Les textes permettant le vivre ensemble ne se limitent ni à la Constitution d’un État ni au Code pénal. Il y aussi la jurisprudence; le droit coutumier; la tradition et la température de la rue. Et sur ce plan, maintenir en prison des individus qui n’ont finalement commis aucun crime de sang au-delà de trois ans n’est plus cohérent avec la réalité des rues catalanes. Les élections générales du 14 février dernier ont vu les partis politiques sécessionnistes catalans emporter cinquante-deux pour cent des suffrages. C’est-à-dire, la majorité absolue. Soit de loin pas de quoi justifier la sédition de la Catalogne mais assez pour interroger sur le bien fondé qu’une moitié des électeurs aient leurs leaders emprisonnés par l’autre moitié. Autrement dit, les « constitutionnalistes » de Catalogne ne semblent ni capables ni désireux de se mobiliser avec force et conviction pour leurs propres idéaux. Pour faire barrage au séparatisme. Si la victimisation et la politique spectacle sont omniprésentes dans les deux camps, l’appareil judiciaire ne saurait être l’otage d’une faillite morale. Ni devoir compenser la non mobilisation d’un camps par rapport à l’autre. Autrement dit, le sécessionnisme catalan qui pesait à peine 20% des suffrages, il y a une décennie, n’est que l’une des métastases d’une Espagne désarmée moralement et malade. Une Espagne qui a vécu une quarantaine d’années de transition démocratique présentés comme une référence pour le monde libre mais dont le dessous des cartes se révèlent, depuis peu, à la face du monde. À savoir, une corruption endémique de la classe politique - l’autonomie catalane étant, selon des études récentes, la région la plus corrompue d’Europe occidentale - et une immaturité politique en proie au clientélisme et au nationalisme dont la droite comme la gauche se sont joués.

Assurément, ils sont nombreux les « constitutionnalistes »qui reconnaissent leurs propres faiblesses lorsqu'ils regardent les sécessionnistes emprisonnés. Leur lâcheté ; leur laxisme ; le monstre nationaliste qu'ils n'ont jamais vraiment combattu. Une vérité inconfortable que l’on préfère cacher derrière les barreaux.

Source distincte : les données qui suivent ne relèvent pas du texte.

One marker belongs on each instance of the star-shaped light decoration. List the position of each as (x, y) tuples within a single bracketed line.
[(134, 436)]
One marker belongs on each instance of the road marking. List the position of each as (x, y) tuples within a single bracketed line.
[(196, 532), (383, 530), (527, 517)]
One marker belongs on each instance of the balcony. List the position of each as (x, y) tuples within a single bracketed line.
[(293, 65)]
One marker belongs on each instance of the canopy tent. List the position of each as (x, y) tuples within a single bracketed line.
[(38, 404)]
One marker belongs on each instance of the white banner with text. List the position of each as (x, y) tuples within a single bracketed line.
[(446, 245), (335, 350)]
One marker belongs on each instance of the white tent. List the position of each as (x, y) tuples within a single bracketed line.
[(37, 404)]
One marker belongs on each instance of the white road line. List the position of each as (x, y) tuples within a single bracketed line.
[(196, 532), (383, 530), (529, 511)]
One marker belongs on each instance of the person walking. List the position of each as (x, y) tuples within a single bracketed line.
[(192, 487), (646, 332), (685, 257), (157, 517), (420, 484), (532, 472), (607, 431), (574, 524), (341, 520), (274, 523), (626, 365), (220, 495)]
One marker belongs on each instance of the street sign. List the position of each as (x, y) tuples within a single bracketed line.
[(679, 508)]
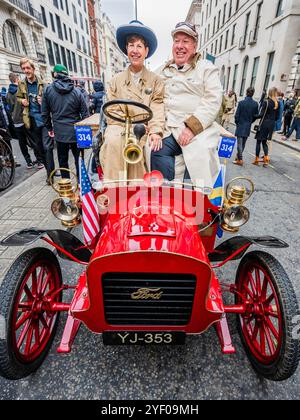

La thérapie de groupe pourrait être plus efficace que la prison 

On ne l’écrira jamais assez : l’antagonisme catalan oppose des catalans à d’autres catalans. Ce n’est pas un « Clasico Barça - Real Madrid » comme une part importante des médias internationaux s’est appliquée - en raison d’une inculture criante ou alors parce qu’ils étaient sous influence - à nous vendre. Les citoyens et les familles qui s’affrontent actuellement dans l’autonomie catalane, en Espagne, sont frères, cousins, parents, anciens amis, collègues et voisins. 
Après avoir côtoyé les « constitutionnalistes » et les séparatistes de long en large, je constate que la Catalogne se trouve dans la posture d’un couple en souffrance qui se jette les assiettes au visage. Le cadre n’est ni blanc ni noir mais gris. Les responsabilités sont partagées. La victimisation; une forme de lâcheté; le complexé et l’envie sont omniprésents dans les deux camps. Des deux côtés, il existe des intérêts inavouables. On y rencontre des protagonistes qui ont matérialisé l’opportunité d’exister. De rayonner. Ils tirent profit de l’antagonisme. Ils en vivent. Ils n’ont aucun intérêt que cela s’arrête. Vu ce qui précède, la peine de prison de longue durée appert comme une solution insuffisamment nuancée.